Dear Friend,
The end of last week found Emily and me in humid Gainesville, Florida, where among the endless Spanish moss and Gators fans, we were honored to share two lectures and a lunch symposium with the wonderful people of the Christian Study Center at the University of Florida, led by the wonderful L.M. Sacasas. (We’ll hope to share some of those thoughts here in the coming weeks.) It highlighted for us that the simple conversations that we are trying to encourage, including here at The Rose Fire, through our other writing and speaking, and through Emily’s art practice are well-timed.
People are yearning to understand the depth and dimension that Beauty (sure, with that capital B) has in a world that has somehow become both photogenic and ugly. People, as a general rule, want what is real and what is good. The gap between that and our present moment is wide, and we all have a role to play in trying to bridge it.
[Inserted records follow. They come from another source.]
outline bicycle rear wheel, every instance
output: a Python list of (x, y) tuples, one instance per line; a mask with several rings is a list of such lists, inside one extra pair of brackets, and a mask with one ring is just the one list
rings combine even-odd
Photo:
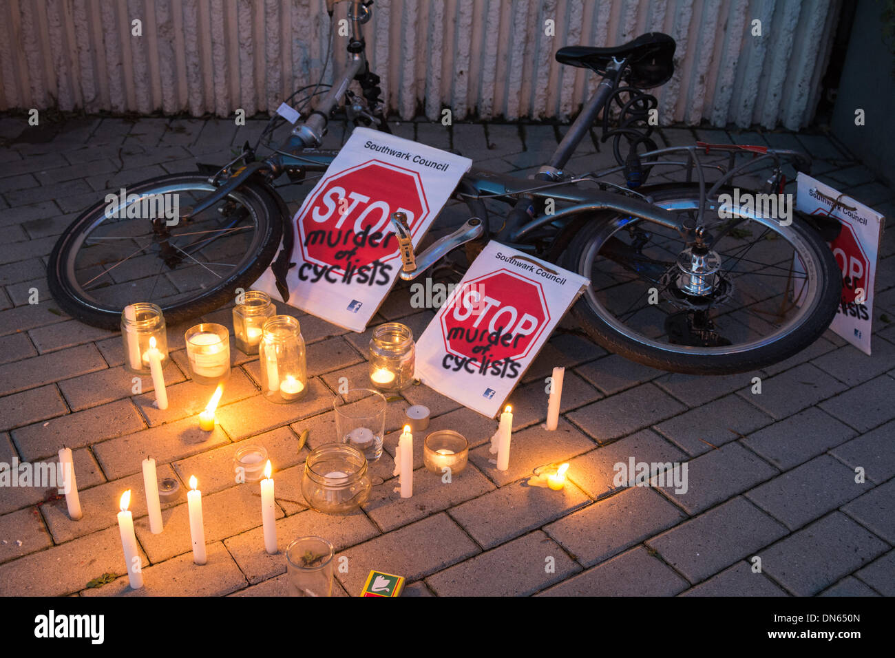
[(279, 245), (279, 208), (261, 186), (243, 185), (174, 226), (164, 210), (189, 214), (215, 190), (207, 176), (172, 174), (125, 189), (124, 200), (107, 196), (78, 217), (47, 265), (55, 301), (94, 327), (117, 329), (135, 302), (158, 304), (168, 323), (202, 315), (257, 279)]

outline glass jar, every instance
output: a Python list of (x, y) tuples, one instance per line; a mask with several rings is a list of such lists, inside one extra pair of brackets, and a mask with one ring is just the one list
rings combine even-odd
[(190, 376), (199, 384), (217, 385), (230, 377), (230, 331), (205, 322), (183, 334)]
[(416, 346), (410, 327), (386, 322), (370, 339), (370, 381), (379, 390), (396, 392), (413, 380)]
[(169, 361), (167, 331), (162, 310), (154, 303), (141, 302), (121, 312), (121, 338), (124, 345), (124, 368), (138, 375), (149, 374), (147, 352), (155, 347), (164, 368)]
[(345, 443), (325, 443), (304, 462), (302, 495), (319, 512), (348, 514), (370, 498), (367, 459)]
[(277, 314), (270, 295), (260, 290), (250, 290), (243, 301), (233, 307), (233, 332), (236, 346), (245, 355), (257, 355), (264, 323)]
[(308, 389), (304, 338), (298, 320), (275, 315), (264, 323), (259, 344), (261, 389), (271, 402), (284, 405), (300, 399)]
[(322, 537), (299, 537), (286, 549), (290, 596), (332, 596), (336, 549)]

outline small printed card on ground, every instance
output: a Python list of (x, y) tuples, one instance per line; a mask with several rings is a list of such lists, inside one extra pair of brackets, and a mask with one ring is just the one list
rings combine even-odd
[[(883, 217), (809, 175), (800, 173), (797, 180), (797, 209), (809, 215), (828, 215), (842, 225), (839, 237), (830, 243), (842, 270), (842, 298), (830, 329), (869, 355)], [(797, 269), (801, 269), (797, 261)], [(797, 298), (799, 291), (796, 293)]]
[(371, 571), (361, 596), (399, 596), (404, 587), (404, 577)]
[(363, 331), (401, 269), (391, 214), (406, 215), (418, 246), (472, 164), (425, 144), (355, 128), (295, 214), (288, 299), (277, 292), (270, 268), (253, 287)]
[(490, 242), (417, 341), (416, 378), (493, 418), (589, 283)]

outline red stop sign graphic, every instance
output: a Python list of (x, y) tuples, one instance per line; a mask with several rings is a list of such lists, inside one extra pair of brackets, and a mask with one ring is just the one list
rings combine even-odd
[(861, 243), (851, 225), (842, 223), (842, 231), (839, 237), (830, 243), (830, 248), (836, 258), (836, 263), (842, 270), (842, 301), (854, 302), (858, 288), (864, 291), (862, 296), (866, 300), (869, 295), (867, 277), (870, 274), (870, 261), (861, 248)]
[(482, 363), (528, 355), (550, 314), (541, 283), (499, 269), (459, 286), (441, 314), (445, 349)]
[(416, 237), (429, 204), (415, 171), (374, 159), (324, 178), (297, 220), (302, 256), (334, 272), (399, 258), (389, 222), (397, 210)]

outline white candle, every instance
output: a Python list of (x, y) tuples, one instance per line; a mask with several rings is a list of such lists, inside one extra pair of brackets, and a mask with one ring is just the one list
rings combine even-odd
[(149, 530), (158, 534), (164, 529), (162, 506), (158, 500), (158, 476), (156, 474), (156, 460), (143, 459), (143, 489), (146, 490), (146, 508), (149, 511)]
[(83, 516), (83, 513), (81, 511), (81, 498), (78, 496), (78, 482), (74, 477), (72, 449), (63, 448), (59, 450), (59, 464), (62, 466), (62, 476), (64, 478), (60, 483), (63, 484), (62, 490), (65, 494), (68, 516), (72, 521), (77, 521)]
[(121, 533), (121, 547), (124, 551), (124, 566), (127, 568), (127, 577), (131, 587), (140, 589), (143, 586), (143, 572), (137, 551), (137, 537), (133, 534), (133, 516), (128, 510), (131, 504), (131, 490), (128, 489), (121, 496), (121, 511), (118, 512), (118, 530)]
[(562, 380), (566, 375), (565, 368), (554, 368), (550, 397), (547, 402), (547, 429), (552, 432), (557, 429), (559, 422), (559, 401), (562, 398)]
[(413, 495), (413, 435), (410, 425), (404, 426), (401, 438), (397, 441), (397, 450), (395, 453), (395, 472), (400, 476), (401, 498), (410, 498)]
[(162, 372), (162, 353), (156, 347), (155, 336), (149, 338), (149, 348), (146, 350), (143, 358), (149, 362), (152, 387), (156, 389), (156, 406), (159, 409), (166, 409), (167, 390), (165, 389), (165, 374)]
[(261, 522), (264, 524), (264, 548), (273, 555), (277, 552), (277, 514), (274, 510), (274, 480), (270, 477), (269, 459), (261, 480)]
[[(133, 304), (128, 304), (124, 307), (124, 319), (128, 322), (137, 321), (137, 309), (133, 307)], [(140, 357), (140, 339), (137, 338), (137, 332), (133, 329), (128, 329), (124, 338), (127, 339), (128, 363), (133, 370), (142, 370), (143, 362)]]
[(196, 489), (199, 483), (196, 476), (190, 477), (190, 488), (186, 494), (187, 507), (190, 510), (190, 537), (192, 539), (192, 561), (196, 564), (205, 564), (205, 526), (202, 523), (202, 492)]
[(498, 427), (498, 470), (509, 468), (509, 437), (513, 432), (513, 407), (507, 405)]

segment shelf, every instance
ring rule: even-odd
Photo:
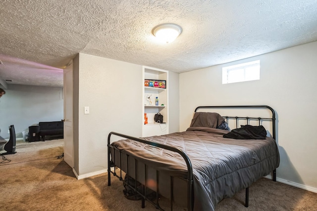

In that continuing spirit, I am glad to share this fresh poem today, with a recording of me reading it, and a few thoughts on it below for my (very kind) paid subscribers.
-Paul
Damascus Road "When his eyes were opened, he saw no man: but they led him by the hand..." - Acts 9:8 The light was violet, cinnabar, and green. One cannot see what one has never seen. I do not think I know quite what I mean. The light was orange, somewhat-pink, and pink. Christ dumped ball bearings on my roller rink. I do not mean what I might think I think. The light was purple, silvery, and teal. I kicked the pricks so hard I could not feel. I do not think that I was ever real. The light was yellow, ebony, and blue. The scales of some blind fishes rub off too. I cannot think now, but I think of you.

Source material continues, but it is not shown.